Et si naguère un fameux slogan français disait «on n'a pas de pétrole, mais on a des idées», le Qatar est riche en gaz naturel et en idées. Et construire des étables air-conditionnées ne fait pas peur à M. Moutaz al-Khayyat, qui rappelle que le Qatar dépense actuellement 500 millions de francs par semaine pour diverses constructions en rapport avec la Coupe du Monde de football de 2022, y compris un métro et que donc, 20 millions pour des vaches, ce n'est pas grand-chose.

La grenouille et le bœuf

Pour mieux comprendre le différend qui oppose le Qatar à des voisins, plus ou moins éloignés, rien de tel qu'un petit cocktail! Dans un grand désert, mettez un déci de politique, un déci d'énergie, quelques gros sous, une cuillère à soupe de religion, une pincée d'égos mal placés et une pichenette d'épais brouillard. Secouez le tout et buvez frais!

Prétextes officiels de la rupture: le Qatar finance des organisations terroristes, flirte avec l'ennemi iranien et nous casse les pieds avec sa chaîne TV Al-Jazeera. Mais pourquoi cette rupture maintenant, alors que tout cela est connu de longue date?

Deux raisons sont évoquées: la visite de M. Trump en Arabie Saoudite, au cours de laquelle il a fustigé l'Iran et son terrorisme d'Etat et la solide rumeur qui veut que suite au récent enlèvement dans le sud de l'Irak de membres de la famille royale partis chasser, le Qatar a payé une rançon d'un milliard de dollars à l'Iran et à quelques groupes jihadistes.
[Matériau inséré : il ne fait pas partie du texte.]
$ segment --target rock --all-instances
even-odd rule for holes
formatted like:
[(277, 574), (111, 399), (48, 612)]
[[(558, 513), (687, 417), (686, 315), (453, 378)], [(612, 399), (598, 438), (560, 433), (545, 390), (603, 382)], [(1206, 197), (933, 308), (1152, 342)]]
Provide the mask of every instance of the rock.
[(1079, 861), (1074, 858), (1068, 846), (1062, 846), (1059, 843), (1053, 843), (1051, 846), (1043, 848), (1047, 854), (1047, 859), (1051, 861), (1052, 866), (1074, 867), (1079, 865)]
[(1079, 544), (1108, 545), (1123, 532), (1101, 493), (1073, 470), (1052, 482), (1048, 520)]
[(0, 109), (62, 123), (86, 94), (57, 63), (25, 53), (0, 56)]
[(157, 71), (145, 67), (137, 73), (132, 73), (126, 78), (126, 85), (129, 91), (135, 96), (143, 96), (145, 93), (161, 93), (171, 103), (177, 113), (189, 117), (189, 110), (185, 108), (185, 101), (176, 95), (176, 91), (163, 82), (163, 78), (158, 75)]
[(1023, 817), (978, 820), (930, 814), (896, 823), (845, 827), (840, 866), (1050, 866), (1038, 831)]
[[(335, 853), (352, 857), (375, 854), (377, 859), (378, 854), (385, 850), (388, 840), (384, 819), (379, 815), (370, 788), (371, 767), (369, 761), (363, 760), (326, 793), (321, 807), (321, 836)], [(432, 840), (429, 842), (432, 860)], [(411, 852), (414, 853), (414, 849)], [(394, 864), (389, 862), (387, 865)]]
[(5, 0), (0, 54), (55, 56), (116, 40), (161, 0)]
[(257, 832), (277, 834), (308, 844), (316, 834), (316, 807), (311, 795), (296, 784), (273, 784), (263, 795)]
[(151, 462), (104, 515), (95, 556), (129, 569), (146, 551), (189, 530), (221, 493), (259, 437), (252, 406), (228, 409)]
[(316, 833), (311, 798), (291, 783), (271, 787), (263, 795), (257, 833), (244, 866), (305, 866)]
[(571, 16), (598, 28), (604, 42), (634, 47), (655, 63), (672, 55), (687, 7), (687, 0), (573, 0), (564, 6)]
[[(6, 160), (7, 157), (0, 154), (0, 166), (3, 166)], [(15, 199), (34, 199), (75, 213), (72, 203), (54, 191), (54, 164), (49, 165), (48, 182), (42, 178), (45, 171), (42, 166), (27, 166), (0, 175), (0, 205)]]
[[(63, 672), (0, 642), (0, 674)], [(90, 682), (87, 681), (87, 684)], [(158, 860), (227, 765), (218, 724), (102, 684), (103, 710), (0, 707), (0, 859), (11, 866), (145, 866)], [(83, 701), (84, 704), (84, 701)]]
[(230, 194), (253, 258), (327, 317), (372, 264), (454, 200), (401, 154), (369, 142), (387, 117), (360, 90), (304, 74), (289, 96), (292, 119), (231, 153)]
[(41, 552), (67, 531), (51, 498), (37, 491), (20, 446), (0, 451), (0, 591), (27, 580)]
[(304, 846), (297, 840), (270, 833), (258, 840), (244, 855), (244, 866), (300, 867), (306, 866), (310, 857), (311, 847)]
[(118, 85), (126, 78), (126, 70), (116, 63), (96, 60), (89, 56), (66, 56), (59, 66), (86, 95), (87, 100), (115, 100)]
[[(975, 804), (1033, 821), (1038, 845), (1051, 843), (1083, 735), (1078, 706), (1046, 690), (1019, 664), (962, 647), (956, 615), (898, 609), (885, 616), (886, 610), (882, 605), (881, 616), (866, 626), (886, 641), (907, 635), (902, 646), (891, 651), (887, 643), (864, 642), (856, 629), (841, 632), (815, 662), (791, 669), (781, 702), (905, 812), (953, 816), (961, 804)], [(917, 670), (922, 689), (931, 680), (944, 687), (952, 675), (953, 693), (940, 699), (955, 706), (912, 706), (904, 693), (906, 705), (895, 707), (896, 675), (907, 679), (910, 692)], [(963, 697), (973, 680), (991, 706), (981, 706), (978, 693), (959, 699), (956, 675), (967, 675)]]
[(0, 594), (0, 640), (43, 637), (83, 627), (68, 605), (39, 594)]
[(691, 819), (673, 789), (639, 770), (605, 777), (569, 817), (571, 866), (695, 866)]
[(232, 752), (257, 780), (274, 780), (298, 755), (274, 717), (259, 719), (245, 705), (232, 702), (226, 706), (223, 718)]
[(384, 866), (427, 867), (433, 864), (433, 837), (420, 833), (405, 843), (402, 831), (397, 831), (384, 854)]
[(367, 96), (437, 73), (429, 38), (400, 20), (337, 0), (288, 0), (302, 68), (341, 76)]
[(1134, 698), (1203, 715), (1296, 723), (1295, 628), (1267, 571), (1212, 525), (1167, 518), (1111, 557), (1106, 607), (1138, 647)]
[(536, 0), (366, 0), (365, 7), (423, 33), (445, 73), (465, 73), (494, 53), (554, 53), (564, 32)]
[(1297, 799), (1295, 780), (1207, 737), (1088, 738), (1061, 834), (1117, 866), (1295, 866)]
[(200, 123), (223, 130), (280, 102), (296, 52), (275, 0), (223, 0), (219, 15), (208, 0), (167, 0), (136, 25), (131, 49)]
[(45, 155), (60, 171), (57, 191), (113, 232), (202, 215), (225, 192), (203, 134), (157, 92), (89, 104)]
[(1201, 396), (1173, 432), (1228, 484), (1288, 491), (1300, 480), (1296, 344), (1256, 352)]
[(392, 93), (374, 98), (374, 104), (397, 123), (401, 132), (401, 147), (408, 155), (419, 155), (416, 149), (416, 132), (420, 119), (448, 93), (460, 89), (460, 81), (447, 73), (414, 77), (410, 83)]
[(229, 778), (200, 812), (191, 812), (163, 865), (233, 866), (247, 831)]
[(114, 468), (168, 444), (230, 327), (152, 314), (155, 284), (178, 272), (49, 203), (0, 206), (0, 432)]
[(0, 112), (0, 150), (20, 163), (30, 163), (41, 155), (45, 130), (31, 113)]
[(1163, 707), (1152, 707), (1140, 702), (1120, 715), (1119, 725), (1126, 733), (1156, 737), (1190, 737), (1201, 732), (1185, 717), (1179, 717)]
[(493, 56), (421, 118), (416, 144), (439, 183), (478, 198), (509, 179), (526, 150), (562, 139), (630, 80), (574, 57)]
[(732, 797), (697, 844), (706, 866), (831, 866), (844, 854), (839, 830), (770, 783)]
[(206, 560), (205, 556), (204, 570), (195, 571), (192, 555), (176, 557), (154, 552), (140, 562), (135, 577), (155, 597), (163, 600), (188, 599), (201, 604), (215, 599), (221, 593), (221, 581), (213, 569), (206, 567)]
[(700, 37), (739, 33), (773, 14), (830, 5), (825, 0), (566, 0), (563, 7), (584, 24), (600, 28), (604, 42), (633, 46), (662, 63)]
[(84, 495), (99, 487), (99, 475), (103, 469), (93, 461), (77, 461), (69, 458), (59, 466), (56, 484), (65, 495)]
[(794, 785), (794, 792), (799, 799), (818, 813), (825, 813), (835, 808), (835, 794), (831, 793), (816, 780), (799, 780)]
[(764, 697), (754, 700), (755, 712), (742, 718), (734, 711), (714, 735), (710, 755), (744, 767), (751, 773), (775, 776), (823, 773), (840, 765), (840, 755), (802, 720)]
Mais les véritables raisons sont probablement à chercher ailleurs, ce d'autant plus que ce n'est pas la première fois que ses voisins rompent avec le Qatar.

C'est que jusqu'en 1995, ce petit Etat de la taille de Vaud et des Grisons réunis (2,5 millions d'habitants, dont 2 millions d'étrangers) était perçu comme un gentil vassal de son voisin Saoudien. La découverte du plus grand réservoir de gaz naturel (que le Qatar et l'Iran exploitent conjointement) a tout changé. L'argent s'est mis à couler à flots et aujourd'hui, le Qatar a le revenu par habitant le plus élevé du monde, gère un fonds souverain qui pèse 350 milliards de francs et, comme on le sait, achète tout ce qui lui plait, hôtellerie suisse incluse.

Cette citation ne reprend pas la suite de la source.